Hastings pier has always seemed more resiliant than many. As shabby as the rest of its environs for as long as I've known it, run-down but seemingly always sturdy and well anchored right in the heart of what can be quite spectacularly turbulent and stormy coasts. The last time I'd been down for a flying visit, it had recently re-opened, and was celebrating its transfer into private hands, sold by the council for a new lease of life as a commercial enterprise. It can't have gone very well, as only a few years later, it's all boarded off and shutdown as structurally unsafe. There's a definite sag to the last third of its length that you can detect with the naked eye.
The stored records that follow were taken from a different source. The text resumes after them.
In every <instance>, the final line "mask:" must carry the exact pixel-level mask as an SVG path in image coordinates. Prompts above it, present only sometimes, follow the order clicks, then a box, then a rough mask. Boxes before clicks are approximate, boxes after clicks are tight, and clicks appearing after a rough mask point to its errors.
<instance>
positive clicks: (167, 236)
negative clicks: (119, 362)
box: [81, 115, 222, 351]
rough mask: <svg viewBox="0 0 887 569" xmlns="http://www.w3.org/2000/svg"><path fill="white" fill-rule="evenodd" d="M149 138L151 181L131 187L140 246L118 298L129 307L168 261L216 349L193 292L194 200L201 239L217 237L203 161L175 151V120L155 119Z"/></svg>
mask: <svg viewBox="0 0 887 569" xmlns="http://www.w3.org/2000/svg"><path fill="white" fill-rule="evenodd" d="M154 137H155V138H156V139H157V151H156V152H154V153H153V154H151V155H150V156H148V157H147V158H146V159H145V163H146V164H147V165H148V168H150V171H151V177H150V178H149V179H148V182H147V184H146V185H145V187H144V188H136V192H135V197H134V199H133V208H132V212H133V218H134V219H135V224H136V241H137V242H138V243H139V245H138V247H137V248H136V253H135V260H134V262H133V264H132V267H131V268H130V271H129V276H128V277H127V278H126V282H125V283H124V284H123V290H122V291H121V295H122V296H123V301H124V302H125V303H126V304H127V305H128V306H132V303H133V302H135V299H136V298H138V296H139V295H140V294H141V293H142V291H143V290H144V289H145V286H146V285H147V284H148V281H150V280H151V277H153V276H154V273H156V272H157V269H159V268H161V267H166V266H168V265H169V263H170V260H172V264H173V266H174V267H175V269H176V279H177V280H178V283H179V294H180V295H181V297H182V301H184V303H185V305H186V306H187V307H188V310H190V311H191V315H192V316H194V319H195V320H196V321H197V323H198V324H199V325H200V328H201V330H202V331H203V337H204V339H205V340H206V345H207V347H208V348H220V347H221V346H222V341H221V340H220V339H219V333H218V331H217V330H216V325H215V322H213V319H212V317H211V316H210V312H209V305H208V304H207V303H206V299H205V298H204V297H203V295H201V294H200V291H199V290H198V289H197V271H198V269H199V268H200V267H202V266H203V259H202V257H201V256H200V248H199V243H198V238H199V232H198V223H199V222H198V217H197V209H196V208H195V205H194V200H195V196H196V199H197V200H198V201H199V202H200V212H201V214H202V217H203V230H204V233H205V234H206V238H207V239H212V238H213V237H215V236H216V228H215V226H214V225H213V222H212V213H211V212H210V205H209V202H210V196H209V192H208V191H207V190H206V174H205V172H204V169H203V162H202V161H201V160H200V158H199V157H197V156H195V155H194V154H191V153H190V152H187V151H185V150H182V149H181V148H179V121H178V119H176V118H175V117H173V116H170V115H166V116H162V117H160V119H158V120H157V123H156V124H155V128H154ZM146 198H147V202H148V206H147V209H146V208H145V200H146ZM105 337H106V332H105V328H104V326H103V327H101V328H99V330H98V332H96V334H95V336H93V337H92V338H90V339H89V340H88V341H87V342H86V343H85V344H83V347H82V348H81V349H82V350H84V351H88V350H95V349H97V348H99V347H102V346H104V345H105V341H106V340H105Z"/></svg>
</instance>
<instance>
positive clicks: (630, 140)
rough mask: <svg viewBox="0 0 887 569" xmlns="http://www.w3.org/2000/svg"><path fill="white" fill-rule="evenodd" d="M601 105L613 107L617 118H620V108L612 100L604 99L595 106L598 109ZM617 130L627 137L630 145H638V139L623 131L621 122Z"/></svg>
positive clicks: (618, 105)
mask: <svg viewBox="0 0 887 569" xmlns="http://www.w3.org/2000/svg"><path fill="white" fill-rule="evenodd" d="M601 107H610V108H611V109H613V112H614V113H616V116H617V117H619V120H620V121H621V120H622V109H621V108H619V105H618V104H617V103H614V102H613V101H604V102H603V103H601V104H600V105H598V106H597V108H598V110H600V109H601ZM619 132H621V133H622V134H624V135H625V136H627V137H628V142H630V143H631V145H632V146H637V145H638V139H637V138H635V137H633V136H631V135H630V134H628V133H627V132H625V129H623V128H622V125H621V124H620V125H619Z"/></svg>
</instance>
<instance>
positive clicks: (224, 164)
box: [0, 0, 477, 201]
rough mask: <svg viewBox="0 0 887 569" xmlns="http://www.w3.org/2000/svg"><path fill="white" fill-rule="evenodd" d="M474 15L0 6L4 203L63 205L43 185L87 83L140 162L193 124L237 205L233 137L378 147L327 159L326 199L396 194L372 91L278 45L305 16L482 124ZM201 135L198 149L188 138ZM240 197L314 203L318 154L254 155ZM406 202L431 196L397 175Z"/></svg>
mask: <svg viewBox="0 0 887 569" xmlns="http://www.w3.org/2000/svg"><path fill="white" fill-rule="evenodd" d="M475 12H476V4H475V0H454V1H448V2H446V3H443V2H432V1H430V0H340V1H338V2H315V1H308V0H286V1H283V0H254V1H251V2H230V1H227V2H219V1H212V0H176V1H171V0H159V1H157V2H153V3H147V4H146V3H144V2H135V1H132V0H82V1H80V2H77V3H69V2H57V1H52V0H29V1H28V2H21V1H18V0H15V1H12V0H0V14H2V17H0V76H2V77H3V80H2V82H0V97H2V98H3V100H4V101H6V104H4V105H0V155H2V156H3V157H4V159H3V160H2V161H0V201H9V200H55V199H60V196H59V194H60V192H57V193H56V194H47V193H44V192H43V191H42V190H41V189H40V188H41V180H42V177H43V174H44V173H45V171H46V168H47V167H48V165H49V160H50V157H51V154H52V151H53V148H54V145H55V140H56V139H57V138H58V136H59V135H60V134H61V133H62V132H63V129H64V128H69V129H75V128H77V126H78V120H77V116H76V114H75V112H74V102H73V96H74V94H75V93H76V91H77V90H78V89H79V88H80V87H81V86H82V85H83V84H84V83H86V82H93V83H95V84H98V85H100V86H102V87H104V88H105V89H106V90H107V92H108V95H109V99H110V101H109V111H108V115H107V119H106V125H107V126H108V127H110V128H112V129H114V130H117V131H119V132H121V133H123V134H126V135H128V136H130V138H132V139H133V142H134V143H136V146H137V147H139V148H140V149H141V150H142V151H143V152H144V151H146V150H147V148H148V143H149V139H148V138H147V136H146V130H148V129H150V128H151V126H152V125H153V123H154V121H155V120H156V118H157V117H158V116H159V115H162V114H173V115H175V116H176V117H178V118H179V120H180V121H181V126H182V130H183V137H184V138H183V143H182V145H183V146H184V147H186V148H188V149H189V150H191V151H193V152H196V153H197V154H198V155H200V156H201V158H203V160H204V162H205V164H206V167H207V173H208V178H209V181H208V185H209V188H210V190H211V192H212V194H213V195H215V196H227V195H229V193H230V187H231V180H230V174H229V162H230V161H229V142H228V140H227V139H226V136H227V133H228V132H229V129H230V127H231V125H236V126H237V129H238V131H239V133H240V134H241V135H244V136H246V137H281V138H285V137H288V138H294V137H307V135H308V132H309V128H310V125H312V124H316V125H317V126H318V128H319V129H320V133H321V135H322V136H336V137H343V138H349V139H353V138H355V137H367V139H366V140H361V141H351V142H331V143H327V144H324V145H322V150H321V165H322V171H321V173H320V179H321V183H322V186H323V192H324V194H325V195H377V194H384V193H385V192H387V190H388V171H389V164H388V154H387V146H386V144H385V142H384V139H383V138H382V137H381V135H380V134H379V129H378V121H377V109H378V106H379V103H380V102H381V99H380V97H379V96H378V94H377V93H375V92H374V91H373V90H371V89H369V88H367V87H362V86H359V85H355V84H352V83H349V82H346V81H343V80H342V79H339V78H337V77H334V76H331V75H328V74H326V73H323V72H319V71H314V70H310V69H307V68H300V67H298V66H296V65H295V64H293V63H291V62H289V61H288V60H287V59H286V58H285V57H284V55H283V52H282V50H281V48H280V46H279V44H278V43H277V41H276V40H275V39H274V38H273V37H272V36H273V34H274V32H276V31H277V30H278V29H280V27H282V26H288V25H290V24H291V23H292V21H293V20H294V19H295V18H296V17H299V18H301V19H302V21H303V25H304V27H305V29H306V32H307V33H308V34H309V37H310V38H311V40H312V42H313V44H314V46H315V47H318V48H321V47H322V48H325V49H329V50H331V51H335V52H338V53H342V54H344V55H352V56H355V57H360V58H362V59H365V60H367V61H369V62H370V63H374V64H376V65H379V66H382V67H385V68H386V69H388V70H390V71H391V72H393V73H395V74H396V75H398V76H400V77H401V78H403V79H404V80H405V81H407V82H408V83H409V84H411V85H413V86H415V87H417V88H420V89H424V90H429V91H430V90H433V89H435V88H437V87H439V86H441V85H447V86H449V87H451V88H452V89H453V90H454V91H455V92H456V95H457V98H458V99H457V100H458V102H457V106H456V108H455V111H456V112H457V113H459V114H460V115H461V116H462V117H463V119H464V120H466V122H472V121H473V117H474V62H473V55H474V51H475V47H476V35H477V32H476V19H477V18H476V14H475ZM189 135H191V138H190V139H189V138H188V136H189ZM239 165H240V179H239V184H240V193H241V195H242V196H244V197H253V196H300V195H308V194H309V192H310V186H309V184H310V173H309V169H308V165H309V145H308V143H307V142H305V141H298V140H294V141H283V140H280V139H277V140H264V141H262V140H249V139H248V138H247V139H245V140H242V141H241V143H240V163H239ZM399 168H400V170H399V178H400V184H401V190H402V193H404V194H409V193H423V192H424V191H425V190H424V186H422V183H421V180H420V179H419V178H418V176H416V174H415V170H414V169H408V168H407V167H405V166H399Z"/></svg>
I doubt that this will be the immediate end of it. There'll be the usual charity concern, or local pressure groups. Perhaps a council buy-back, perhaps another optimistic enterprise will snap it up derelict and attempt to make it a going concern. Maybe some lottery money will be secured, perhaps listed status. Or maybe it will just fall victim to some violent seasonal weather, and stand for decades more as a collapsing derelict ghost, much like the West Brighton pier . It's is hard to think of any useful future for these old things, they're dead ends in more than just the literal sense.
Lucky for me I never won big on the lottery or made any of those dotcom millions. If I had, I'd probably have bought the lovely, stupid thing myself.